L’Italia, con il ministro dell’Economia Giancarlo Giorgetti, proporrà di istituire uno schema europeo di garanzie pubbliche, dal nome European Security & Industrial Innovation Initiative, che, secondo le stime del Mef, potrebbe arrivare a mobilitare 200 miliardi di euro di investimenti privati nel giro di qualche anno nel settore della difesa.
A quanto si apprende, il ministro dovrebbe presentare la proposta questa sera nella cena dei ministri delle Finanze a Bruxelles, dopo l’Eurogruppo.
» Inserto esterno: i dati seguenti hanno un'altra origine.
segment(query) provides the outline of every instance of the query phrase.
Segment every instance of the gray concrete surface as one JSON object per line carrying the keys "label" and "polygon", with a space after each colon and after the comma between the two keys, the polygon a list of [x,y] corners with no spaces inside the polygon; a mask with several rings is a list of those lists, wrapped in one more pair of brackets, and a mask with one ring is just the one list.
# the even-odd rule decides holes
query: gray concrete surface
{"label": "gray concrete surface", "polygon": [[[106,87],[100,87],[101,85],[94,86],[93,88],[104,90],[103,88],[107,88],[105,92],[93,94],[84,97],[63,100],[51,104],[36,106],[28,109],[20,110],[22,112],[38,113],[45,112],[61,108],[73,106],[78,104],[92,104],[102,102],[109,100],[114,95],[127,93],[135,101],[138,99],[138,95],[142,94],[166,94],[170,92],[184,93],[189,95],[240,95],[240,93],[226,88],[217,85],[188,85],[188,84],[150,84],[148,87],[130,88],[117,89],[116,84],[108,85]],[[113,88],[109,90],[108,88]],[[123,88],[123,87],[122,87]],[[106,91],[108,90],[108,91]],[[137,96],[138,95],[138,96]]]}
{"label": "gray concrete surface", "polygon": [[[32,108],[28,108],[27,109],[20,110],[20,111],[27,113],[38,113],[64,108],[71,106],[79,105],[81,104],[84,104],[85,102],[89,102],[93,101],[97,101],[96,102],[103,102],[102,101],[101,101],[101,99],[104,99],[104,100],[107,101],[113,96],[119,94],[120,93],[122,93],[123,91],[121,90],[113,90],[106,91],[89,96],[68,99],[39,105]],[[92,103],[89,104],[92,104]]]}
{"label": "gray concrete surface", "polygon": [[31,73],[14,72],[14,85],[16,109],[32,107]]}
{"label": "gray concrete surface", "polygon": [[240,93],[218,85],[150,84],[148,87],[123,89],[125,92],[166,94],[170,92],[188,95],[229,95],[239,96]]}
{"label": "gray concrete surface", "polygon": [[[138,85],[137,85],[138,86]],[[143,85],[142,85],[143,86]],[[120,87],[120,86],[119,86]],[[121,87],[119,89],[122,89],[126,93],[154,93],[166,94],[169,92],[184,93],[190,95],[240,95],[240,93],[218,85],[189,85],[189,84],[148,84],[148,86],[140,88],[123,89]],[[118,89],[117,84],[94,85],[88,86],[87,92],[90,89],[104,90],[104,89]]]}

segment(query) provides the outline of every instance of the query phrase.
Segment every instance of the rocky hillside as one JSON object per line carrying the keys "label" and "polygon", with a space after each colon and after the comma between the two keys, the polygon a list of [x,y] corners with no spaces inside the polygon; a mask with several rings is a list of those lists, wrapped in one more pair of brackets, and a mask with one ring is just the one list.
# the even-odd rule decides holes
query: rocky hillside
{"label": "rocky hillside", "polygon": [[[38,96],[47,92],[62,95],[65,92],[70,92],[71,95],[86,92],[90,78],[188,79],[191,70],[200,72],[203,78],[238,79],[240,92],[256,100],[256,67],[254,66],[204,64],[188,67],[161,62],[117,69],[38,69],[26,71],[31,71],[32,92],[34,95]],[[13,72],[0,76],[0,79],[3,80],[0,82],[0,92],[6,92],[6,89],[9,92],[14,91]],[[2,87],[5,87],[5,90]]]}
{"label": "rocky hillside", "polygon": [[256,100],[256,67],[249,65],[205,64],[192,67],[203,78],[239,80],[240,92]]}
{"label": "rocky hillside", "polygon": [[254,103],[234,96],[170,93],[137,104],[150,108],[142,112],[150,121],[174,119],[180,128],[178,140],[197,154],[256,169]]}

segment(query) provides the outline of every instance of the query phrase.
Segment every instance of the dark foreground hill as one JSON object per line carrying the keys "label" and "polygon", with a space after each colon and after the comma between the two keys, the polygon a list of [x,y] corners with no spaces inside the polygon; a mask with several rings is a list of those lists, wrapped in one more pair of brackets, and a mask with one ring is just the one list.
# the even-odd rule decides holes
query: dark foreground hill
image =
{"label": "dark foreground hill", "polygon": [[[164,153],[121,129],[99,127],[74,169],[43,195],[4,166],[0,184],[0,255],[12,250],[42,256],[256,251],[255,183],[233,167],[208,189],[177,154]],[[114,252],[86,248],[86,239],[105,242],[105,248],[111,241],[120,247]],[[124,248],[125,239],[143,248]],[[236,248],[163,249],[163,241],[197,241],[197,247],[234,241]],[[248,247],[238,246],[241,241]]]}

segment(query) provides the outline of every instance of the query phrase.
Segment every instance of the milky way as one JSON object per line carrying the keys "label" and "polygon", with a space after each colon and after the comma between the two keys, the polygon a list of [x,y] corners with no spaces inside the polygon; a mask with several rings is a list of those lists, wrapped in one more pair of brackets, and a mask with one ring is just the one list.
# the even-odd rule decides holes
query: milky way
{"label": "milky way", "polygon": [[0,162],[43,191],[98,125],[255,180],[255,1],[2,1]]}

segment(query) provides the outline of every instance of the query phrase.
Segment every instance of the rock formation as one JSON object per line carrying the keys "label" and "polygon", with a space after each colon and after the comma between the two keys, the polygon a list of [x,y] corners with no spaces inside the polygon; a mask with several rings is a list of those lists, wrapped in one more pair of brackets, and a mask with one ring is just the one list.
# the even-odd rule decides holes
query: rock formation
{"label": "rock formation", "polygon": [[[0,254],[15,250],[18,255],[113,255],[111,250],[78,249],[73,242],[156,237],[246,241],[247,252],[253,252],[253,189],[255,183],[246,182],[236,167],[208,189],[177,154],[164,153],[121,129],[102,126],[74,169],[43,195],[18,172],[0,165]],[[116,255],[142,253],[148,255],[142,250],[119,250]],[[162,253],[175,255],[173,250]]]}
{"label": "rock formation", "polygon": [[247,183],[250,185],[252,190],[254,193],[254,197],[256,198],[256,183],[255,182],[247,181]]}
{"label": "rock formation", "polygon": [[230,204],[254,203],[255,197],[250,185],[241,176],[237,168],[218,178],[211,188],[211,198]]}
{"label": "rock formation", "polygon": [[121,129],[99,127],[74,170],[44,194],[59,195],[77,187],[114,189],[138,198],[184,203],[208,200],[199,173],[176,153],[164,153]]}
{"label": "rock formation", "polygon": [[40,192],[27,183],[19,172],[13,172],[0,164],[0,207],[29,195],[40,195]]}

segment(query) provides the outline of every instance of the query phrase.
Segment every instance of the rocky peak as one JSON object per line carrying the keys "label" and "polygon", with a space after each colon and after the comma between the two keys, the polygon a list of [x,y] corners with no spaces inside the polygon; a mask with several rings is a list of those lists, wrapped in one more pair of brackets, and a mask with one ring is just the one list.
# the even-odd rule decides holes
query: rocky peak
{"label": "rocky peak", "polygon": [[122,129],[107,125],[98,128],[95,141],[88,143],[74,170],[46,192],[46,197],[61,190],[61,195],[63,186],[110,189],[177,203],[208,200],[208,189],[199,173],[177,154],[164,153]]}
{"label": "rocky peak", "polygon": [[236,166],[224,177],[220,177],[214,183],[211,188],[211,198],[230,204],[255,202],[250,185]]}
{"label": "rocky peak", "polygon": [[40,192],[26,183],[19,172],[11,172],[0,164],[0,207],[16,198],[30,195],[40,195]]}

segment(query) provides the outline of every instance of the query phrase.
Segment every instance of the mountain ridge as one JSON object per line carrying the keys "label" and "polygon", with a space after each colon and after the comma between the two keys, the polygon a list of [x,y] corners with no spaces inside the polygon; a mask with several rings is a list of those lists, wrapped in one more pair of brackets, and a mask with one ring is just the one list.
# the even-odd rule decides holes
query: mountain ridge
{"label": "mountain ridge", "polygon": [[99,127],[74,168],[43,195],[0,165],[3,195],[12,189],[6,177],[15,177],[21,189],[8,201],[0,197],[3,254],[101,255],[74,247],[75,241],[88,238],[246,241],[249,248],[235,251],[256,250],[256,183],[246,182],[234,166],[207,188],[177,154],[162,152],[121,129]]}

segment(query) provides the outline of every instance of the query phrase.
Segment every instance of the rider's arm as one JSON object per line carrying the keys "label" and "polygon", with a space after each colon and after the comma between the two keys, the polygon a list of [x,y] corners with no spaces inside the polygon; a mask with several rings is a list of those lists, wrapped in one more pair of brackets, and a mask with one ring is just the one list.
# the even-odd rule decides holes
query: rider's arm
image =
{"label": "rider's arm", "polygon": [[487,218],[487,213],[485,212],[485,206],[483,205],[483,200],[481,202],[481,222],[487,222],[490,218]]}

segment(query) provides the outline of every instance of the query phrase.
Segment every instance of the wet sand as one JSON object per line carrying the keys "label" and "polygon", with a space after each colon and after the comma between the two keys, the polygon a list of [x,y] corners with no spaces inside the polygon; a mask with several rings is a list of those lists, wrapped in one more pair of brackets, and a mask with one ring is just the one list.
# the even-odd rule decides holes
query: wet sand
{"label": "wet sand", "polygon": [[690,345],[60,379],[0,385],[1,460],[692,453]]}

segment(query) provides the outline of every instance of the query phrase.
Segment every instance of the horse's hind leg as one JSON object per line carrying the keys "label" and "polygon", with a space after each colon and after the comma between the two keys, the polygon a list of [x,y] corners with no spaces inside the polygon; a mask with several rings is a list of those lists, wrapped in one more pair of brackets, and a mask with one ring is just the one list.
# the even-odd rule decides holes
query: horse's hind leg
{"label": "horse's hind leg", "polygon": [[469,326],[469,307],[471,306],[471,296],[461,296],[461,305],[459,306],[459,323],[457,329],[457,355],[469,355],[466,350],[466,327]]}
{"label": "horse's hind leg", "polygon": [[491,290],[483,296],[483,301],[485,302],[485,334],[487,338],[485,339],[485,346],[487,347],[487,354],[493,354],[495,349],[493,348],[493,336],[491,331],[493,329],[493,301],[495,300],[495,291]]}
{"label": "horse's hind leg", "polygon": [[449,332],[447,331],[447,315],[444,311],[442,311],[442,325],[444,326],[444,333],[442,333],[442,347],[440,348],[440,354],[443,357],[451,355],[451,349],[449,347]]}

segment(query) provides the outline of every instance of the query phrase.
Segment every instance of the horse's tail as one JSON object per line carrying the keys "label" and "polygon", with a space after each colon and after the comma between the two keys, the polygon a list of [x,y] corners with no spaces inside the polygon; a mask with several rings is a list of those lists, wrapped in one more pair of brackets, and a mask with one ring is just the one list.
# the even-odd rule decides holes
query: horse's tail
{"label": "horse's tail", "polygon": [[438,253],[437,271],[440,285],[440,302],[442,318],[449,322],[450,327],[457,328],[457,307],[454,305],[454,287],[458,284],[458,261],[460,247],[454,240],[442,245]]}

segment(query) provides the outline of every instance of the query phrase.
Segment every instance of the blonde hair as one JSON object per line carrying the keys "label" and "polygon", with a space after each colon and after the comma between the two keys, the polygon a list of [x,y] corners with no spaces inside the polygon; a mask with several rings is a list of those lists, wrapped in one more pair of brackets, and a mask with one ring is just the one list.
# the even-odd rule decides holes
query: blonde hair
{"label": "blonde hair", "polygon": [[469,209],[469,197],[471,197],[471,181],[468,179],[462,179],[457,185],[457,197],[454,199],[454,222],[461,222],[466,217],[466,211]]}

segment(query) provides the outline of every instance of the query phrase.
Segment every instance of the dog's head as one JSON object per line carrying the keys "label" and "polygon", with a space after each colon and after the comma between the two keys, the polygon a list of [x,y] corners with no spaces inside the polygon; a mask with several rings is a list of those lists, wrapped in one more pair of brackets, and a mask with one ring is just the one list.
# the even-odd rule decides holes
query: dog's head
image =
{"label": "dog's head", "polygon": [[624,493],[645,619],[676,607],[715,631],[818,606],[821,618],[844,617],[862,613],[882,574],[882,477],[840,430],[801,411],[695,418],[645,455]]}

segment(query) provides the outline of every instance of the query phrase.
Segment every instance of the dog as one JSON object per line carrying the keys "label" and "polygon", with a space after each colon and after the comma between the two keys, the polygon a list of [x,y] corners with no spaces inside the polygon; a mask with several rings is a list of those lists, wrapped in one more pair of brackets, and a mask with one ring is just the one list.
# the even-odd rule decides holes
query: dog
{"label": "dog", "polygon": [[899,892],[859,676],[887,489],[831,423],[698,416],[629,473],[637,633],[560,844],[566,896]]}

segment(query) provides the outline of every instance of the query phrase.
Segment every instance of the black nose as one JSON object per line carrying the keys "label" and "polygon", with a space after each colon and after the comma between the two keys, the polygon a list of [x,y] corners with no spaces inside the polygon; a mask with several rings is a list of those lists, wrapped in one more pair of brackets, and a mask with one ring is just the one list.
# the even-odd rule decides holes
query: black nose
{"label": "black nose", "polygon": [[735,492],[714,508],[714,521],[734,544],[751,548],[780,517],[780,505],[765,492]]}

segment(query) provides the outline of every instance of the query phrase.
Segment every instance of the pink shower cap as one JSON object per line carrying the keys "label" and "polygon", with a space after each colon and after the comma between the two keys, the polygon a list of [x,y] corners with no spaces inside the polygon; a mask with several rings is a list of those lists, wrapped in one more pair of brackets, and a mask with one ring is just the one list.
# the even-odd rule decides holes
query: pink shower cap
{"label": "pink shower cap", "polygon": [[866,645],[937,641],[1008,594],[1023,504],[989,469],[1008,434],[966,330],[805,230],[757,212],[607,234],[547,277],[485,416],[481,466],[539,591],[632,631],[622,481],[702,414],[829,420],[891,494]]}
Di fatto, l’obiettivo dell’iniziativa è coinvolgere l’industria privata, sfruttando una garanzia pubblica costituita da poco meno di 17 miliardi di euro, che potrebbero mobilitare 200 miliardi nell’arco di 3-5 anni, con una leva di dodici, secondo le stime.
L’iniziativa potrebbe così contribuire ad ovviare al problema che l’UE si trova di fronte: deve investire massicciamente nella difesa, per rimediare a decenni di sottoinvestimenti, ma diversi Paesi hanno i bilanci appesantiti da debiti pubblici che sono saliti molto negli ultimi anni e hanno difficoltà a farlo.
Tecnicamente, si tratterebbe di una garanzia europea con diverse tranche (first-loss, mezzanine e senior), con diversi livelli di rischio, volta ad incanalare i fondi privati verso le imprese ad alta tecnologia del settore della difesa, ad esempio nella sicurezza informatica, nella produzione avanzata, nell’intelligenza artificiale e nelle tecnologie a duplice uso.
Il piano ReArmEU proposto da Ursula von der Leyen si basa principalmente, per 650 miliardi di euro su 800, sull’attivazione della clausola nazionale di salvaguardia, che dovrebbe consentire di effettuare investimenti pubblici nella difesa pari all’1,5% del Pil ogni anno, per quattro anni, senza incorrere in procedure per deficit eccessivo.
Ma i Paesi membri, più che con il patto di stabilità, devono fare i conti con i mercati: l’Italia ha registrato un rapporto debito/Pil del 135% circa nel 2024, in lieve rialzo rispetto al 2023, e non ha un enorme spazio di manovra, a prescindere dal patto di stabilità. E il nostro non è l’unico Paese europeo ad avere questo problema.